The Kitchen Conspiracy Theory

by Bob Blumer
Magazine Issue: U.S. Vol. 2.4
There’s a conspiracy among appliance and utensil manufacturers that is designed to eat away at our culinary confidence.The perpetrators are using glossy catalogues and enticing magazine ads to brainwash us into believing it’s impossible to even fathom cooking unless our kitchens are fully equipped with the latest gadgetry, professional-grade cookware and restaurant-style ranges. Between this “Williams Sonoma syndrome” and Martha Stewart’s if- you- haven’t- milled- the- wheat- yourself- don’t- even- think- about- cultivating- your- own- sour- dough- starter approach to cooking, it’s no wonder that so many intimidated gourmets are selling their souls to Boston Market and Koo Koo Roo.

A fully loaded kitchen is not going to improve your cooking skills any more than a new tennis racket will propel you onto the professional circuit. [The most important tool in any kitchen is a palate] that understands the different taste sensations of fresh produce, herbs and spices; and a will to experiment. Fifty cents’ worth of fresh garlic, ginger, leeks or shallots, chilies and/or lime juice can instantly transform any ho-hum dish into a techno-flavored rave in your mouth. By developing the confidence to mix these elements in bold combinations, you can throw together a spontaneous meal that’ll impress a romantic date or simply improve the pleasure quotient of the food you scarf down in front of the tube. Granted, it takes time to acquire confidence, but whose instincts do you have more faith in: yours or the 17-year-old kid standing behind the fast-food counter in plastic sanitary gloves?

When you’re ready to take the plunge, there are [three basic kitchen items and one accessory] that I consider to be worthy of your investment. Each one is capable of making a noticeable difference and contributing to a more satisfying cooking experience.

* A solid 8-inch chef’s knife. Pick one that feels good, weighty and well-balanced in your hand. When in doubt, go with a name brand such as Wusthof or Henckel.
* A sturdy wooden cutting board (the bigger and thicker the better).
* A 10-inch non-stick sauté pan and lid . Silverstone makes a fine pan for $25. All-Clad makes the Cadillac, but you’ll pay the price.

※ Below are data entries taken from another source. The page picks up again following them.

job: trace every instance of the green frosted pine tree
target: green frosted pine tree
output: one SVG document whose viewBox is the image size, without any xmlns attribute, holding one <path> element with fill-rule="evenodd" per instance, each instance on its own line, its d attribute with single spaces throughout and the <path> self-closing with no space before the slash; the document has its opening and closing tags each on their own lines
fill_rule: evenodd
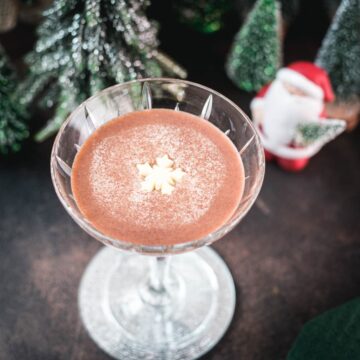
<svg viewBox="0 0 360 360">
<path fill-rule="evenodd" d="M 360 0 L 341 2 L 316 64 L 329 73 L 337 100 L 360 97 Z"/>
<path fill-rule="evenodd" d="M 0 48 L 0 154 L 16 152 L 28 137 L 24 108 L 15 98 L 16 77 Z"/>
<path fill-rule="evenodd" d="M 229 78 L 257 91 L 274 79 L 281 65 L 280 9 L 276 0 L 257 0 L 237 33 L 226 62 Z"/>
<path fill-rule="evenodd" d="M 186 73 L 157 50 L 157 26 L 147 0 L 54 0 L 44 12 L 38 41 L 20 87 L 25 105 L 37 102 L 53 117 L 36 135 L 55 133 L 89 96 L 115 83 Z"/>
<path fill-rule="evenodd" d="M 300 8 L 300 0 L 279 0 L 281 5 L 281 14 L 286 23 L 290 23 L 298 14 Z M 335 0 L 333 0 L 335 1 Z M 338 0 L 337 0 L 338 1 Z M 237 7 L 240 8 L 242 14 L 247 14 L 256 0 L 237 0 Z"/>
</svg>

For the widest selection and the best deals, [shop at a restaurant supply store] (find them in the yellow pages). A trip to one is a great source of inspiration and a guaranteed action adventure. After the basics are in hand, take a moment to integrate them into your kitchen. The following modifications can help even the most dysfunctional kitchens.

* Designate a prep area. This space should be well-lit. If you have track lighting, re-focus a lamp to illuminate this area. (Do it in such a way that your own body doesn’t cast a shadow where you’ll be chopping).
* Set your cutting board down in the prep area as a permanent fixture. If your counter surface is slippery or uneven, place a damp dishtowel underneath it.
* Relocate your garbage bin. Most garbage bags are hidden under a lid, behind the cupboard door, under the sink and several steps away from the prep area. Getting to the garbage with an armful of vegetable cuttings usually involves the use of several limbs. Like laboratory monkeys, we tend to retrace the same steps over and over, without noticing the inefficiency. (In fairness to the monkeys, they eventually do catch on). Improve your culinary ergonomics by setting a small trash bucket at your feet by the prep area when you start cooking.

Now, for the most important kitchen accessory: Tunage. [Music makes a cook happy]. And a happy disposition is an ingredient you can really taste (just ask any Buddhist). Instead of upgrading to a new multi-setting 40-horsepower blender, spend your next disposable kitchen dollars on a pair of bookshelf speakers (and enough wire to snake back to your receiver). Without any carpet or upholstered furniture to muffle the sound, just about any speaker will sound symphonic in the small confines of a kitchen. To enhance the stereo separation, hang them in diagonally opposing corners of the room. Sixty bucks and a trip to Radio Shack is all it takes to be slicin’ and dicin’ to the beat.

So grab your corkscrew and your favorite new music, [rip out the pages of those annoying catalogs] and use them for what they’re really good for: igniting the pilot light of your stove.